The price of gold has reached record highs as demand for precious metals strengthens amid global economic uncertainty. Understanding gold’s supply and demand dynamics is essential, as they reflect the psychology of human behaviour and how investors respond to fear. On Tuesday, the spot gold price climbed to US$3,508 per ounce, extending a rally that has lifted the metal by nearly one third this year. 

Growing political pressure on the US Federal Reserve to cut interest rates has fuelled concerns over economic stability, prompting investors to seek safety in gold. A similar pattern is evident in alternative assets such as Bitcoin, which has also surged to all-time highs as investors look for secure stores of value.

The Hidden Risk if the US Federal Reserve Loses Independence

The key risk for investors if the Federal Reserve were to lose its independence lies in the potential for aggressive rate cuts, such as those proposed by President Trump that would bring rates down to around 1 percent. 

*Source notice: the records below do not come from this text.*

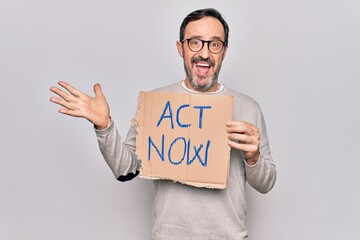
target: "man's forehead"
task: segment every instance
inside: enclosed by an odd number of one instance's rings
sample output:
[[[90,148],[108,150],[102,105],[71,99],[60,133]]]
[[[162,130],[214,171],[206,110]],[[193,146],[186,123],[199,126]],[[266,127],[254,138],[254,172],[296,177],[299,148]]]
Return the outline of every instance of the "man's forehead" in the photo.
[[[224,39],[224,27],[221,22],[214,17],[203,17],[199,20],[191,21],[185,28],[185,38],[202,37],[207,39]]]

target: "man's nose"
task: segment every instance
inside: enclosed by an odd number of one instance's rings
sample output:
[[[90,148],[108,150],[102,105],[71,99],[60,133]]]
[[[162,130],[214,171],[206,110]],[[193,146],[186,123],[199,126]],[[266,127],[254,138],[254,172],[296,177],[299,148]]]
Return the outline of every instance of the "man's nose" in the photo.
[[[205,43],[203,48],[200,50],[199,55],[200,57],[207,59],[210,56],[210,51],[209,51],[209,43]]]

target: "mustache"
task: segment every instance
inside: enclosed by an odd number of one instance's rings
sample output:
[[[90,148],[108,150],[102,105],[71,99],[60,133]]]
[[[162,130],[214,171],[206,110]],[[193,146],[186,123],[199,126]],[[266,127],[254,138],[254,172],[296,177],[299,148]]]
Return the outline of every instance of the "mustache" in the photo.
[[[197,62],[206,62],[208,63],[211,67],[214,67],[215,66],[215,62],[210,59],[210,58],[203,58],[203,57],[200,57],[200,56],[197,56],[197,57],[193,57],[191,59],[191,64],[194,64],[194,63],[197,63]]]

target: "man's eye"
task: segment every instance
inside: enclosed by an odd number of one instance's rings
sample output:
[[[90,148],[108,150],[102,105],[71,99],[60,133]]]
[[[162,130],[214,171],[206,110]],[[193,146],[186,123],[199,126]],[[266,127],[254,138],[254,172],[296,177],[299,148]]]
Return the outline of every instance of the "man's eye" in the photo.
[[[211,47],[218,48],[218,47],[220,47],[220,43],[219,42],[212,42]]]
[[[191,40],[190,44],[193,46],[198,46],[198,45],[200,45],[200,41],[199,40]]]

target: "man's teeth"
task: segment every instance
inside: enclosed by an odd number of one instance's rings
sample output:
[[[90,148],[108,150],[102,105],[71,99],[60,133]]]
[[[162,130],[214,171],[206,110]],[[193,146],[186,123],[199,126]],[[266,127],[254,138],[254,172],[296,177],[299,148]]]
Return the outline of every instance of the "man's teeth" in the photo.
[[[200,66],[200,67],[210,67],[210,64],[208,64],[208,63],[197,63],[196,66]]]

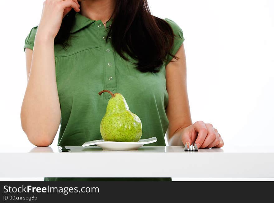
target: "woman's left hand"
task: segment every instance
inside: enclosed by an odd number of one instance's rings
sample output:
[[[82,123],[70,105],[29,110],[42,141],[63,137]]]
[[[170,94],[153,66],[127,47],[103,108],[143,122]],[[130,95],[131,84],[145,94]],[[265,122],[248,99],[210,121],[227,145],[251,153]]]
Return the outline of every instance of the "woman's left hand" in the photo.
[[[224,146],[224,141],[216,129],[210,123],[197,121],[184,129],[182,140],[184,145],[196,143],[198,148],[219,148]]]

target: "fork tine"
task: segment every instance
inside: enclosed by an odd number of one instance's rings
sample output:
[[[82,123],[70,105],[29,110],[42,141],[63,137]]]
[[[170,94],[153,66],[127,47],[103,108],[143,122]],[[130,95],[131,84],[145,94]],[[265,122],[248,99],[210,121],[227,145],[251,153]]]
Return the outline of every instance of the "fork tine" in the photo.
[[[198,151],[198,148],[197,147],[197,145],[196,145],[195,143],[194,143],[194,151]]]
[[[188,149],[187,149],[187,144],[186,143],[186,145],[185,145],[185,151],[188,151]]]

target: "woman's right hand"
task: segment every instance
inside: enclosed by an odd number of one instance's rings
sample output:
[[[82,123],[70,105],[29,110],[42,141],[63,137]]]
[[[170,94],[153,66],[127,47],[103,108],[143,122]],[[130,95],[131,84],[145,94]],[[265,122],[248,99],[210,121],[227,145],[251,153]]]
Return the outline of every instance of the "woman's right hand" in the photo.
[[[80,7],[77,0],[46,0],[44,3],[37,34],[54,39],[59,31],[64,17],[72,9],[79,12]]]

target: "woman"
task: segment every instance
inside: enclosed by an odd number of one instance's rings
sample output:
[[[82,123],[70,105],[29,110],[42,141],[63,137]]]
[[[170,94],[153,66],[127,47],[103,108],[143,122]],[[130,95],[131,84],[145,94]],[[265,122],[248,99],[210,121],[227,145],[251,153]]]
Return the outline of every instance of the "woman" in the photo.
[[[21,117],[30,141],[50,145],[60,121],[59,145],[101,139],[100,123],[111,96],[98,93],[107,89],[122,94],[139,116],[142,139],[156,136],[151,145],[164,146],[166,132],[170,146],[222,146],[212,125],[192,123],[181,28],[152,15],[146,0],[78,2],[46,0],[39,26],[26,39],[28,83]],[[110,180],[45,178],[105,179]]]

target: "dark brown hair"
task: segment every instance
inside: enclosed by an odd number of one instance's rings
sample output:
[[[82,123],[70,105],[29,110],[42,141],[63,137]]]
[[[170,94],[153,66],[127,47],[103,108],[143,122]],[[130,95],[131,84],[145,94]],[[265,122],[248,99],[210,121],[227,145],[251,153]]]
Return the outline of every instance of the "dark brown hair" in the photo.
[[[72,9],[63,19],[55,44],[69,45],[75,14]],[[111,35],[115,51],[127,61],[130,59],[125,54],[135,59],[137,62],[133,63],[140,71],[158,72],[168,54],[178,59],[169,52],[174,41],[172,29],[165,20],[151,14],[147,0],[116,0],[106,40]]]

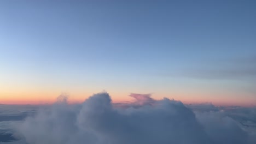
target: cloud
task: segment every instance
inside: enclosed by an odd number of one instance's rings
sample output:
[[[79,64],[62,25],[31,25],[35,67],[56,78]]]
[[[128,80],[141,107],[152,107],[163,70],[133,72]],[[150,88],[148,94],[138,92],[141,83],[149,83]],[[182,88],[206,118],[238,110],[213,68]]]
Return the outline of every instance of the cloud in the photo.
[[[155,100],[150,94],[131,96],[136,100],[125,108],[114,106],[107,93],[82,105],[68,105],[61,96],[51,107],[14,125],[17,143],[250,143],[231,118],[195,114],[181,101]]]

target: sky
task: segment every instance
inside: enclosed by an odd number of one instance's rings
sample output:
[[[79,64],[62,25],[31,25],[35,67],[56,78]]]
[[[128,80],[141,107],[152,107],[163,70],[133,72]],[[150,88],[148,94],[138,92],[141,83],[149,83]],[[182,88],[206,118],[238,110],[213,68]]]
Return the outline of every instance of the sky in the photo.
[[[0,103],[103,91],[256,104],[255,1],[1,1]]]

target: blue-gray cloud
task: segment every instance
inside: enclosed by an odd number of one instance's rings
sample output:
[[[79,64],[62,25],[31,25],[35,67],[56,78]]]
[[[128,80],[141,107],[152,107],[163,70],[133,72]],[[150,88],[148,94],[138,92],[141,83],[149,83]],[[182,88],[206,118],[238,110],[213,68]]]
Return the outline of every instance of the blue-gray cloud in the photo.
[[[136,101],[124,108],[112,104],[107,93],[82,105],[68,105],[62,97],[50,109],[14,125],[21,140],[17,143],[255,143],[220,111],[195,114],[179,101],[131,96]]]

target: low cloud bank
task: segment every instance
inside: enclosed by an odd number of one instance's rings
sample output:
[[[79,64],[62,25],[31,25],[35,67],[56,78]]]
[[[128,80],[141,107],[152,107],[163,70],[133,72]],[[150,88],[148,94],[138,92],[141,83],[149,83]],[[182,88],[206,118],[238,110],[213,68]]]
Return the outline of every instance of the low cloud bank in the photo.
[[[66,97],[60,97],[50,109],[41,110],[15,125],[21,139],[17,142],[255,143],[221,112],[194,113],[179,101],[155,100],[149,94],[131,96],[136,99],[134,103],[118,105],[107,93],[94,94],[82,105],[68,105]]]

While lower rates may initially boost consumer spending and corporate profitability, they also risk reigniting inflation. High inflation erodes purchasing power, weakens the US dollar, and channels capital into hard assets such as gold and real estate, ultimately undermining long-term economic stability.

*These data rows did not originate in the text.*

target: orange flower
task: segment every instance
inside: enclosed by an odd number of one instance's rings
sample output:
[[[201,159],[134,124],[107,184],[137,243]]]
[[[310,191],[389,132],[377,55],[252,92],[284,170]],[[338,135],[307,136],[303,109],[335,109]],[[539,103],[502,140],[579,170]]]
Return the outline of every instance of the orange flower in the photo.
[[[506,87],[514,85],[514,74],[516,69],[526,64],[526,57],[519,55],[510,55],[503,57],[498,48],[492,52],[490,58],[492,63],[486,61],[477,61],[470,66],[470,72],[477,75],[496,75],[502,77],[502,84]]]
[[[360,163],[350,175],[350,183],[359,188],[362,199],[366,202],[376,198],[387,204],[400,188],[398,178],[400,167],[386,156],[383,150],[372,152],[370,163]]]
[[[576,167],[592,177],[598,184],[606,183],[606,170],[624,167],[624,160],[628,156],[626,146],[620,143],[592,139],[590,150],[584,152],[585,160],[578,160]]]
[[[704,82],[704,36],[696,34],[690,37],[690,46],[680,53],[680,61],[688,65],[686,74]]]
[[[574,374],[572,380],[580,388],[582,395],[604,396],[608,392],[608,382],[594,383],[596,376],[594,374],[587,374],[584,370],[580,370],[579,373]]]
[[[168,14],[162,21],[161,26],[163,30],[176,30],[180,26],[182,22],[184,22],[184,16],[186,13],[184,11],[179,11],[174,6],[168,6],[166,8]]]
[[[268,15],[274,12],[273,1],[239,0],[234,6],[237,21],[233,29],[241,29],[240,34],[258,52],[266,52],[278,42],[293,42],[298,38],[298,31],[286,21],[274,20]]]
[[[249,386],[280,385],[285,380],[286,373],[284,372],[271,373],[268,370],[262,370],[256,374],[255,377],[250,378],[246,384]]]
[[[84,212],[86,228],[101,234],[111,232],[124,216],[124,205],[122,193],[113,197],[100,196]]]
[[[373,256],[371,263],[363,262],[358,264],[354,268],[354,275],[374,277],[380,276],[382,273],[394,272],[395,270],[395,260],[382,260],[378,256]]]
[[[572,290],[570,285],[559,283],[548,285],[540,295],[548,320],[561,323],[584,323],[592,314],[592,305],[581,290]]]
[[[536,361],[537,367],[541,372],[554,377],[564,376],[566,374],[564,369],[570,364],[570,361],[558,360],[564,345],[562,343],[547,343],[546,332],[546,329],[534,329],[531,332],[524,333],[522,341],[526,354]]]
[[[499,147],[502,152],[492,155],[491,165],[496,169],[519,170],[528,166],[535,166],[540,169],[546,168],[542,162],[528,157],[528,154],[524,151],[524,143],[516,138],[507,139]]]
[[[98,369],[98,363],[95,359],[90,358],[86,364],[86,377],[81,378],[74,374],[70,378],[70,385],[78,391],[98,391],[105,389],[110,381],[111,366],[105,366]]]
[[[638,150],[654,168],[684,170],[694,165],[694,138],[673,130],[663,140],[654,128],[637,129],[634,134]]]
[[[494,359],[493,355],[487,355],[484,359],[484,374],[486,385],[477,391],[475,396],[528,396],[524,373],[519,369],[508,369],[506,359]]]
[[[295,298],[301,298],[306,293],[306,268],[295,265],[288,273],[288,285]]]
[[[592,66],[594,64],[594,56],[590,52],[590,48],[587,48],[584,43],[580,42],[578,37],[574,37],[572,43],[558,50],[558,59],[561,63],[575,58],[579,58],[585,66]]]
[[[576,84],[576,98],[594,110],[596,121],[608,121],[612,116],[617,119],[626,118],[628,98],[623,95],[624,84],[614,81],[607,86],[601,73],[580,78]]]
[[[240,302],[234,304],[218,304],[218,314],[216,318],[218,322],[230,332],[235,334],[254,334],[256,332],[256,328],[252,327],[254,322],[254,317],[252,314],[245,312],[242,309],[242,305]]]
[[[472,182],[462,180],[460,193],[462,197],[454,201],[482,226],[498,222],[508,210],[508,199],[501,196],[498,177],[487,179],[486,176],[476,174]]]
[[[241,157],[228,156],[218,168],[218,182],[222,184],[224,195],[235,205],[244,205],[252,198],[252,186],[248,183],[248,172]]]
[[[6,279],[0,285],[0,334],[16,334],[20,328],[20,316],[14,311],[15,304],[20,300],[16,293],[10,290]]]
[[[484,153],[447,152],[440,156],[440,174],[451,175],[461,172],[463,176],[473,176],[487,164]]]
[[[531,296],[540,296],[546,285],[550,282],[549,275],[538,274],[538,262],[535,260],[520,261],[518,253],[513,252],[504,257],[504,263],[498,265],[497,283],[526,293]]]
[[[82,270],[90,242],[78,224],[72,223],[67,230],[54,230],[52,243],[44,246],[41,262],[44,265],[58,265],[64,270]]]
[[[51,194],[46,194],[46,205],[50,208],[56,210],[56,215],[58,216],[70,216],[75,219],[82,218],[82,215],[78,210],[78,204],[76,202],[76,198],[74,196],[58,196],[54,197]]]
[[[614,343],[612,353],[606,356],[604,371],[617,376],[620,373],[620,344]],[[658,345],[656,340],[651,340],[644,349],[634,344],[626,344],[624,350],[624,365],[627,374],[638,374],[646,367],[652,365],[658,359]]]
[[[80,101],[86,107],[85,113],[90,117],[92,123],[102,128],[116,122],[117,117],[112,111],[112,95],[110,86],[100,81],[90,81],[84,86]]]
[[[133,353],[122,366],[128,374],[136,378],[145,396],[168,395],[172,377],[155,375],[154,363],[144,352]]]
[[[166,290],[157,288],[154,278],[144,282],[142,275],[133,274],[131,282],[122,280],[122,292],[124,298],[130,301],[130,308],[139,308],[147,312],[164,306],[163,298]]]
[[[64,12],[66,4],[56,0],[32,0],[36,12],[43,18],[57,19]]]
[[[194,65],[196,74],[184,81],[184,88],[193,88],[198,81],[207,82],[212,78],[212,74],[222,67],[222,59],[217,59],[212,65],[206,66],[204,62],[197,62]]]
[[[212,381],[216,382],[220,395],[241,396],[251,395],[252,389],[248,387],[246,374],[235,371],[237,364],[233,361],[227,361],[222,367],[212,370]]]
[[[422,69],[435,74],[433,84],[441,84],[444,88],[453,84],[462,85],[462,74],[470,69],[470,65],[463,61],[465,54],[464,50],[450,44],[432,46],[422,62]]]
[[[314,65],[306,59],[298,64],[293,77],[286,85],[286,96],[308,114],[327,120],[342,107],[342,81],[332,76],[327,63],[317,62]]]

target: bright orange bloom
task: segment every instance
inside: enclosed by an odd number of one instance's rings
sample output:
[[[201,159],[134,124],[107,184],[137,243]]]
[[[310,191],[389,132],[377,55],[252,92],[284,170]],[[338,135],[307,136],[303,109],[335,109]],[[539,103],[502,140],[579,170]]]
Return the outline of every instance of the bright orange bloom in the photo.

Another pressing concern is the government’s debt burden, which already exceeds USD 36 trillion. Artificially low interest rates could encourage even greater borrowing, providing short-term relief but eroding fiscal discipline.

 If creditors begin to doubt the government’s ability to manage its debt, borrowing costs could rise sharply, sparking a potential debt crisis. In this environment, the bond market could sell off, driving long-term yields higher even as the Fed attempts to anchor short-term rates. Such a distortion in the yield curve would signal a profound loss of confidence in US policy. But with the US Federal Reserve under pressure, anything is possible.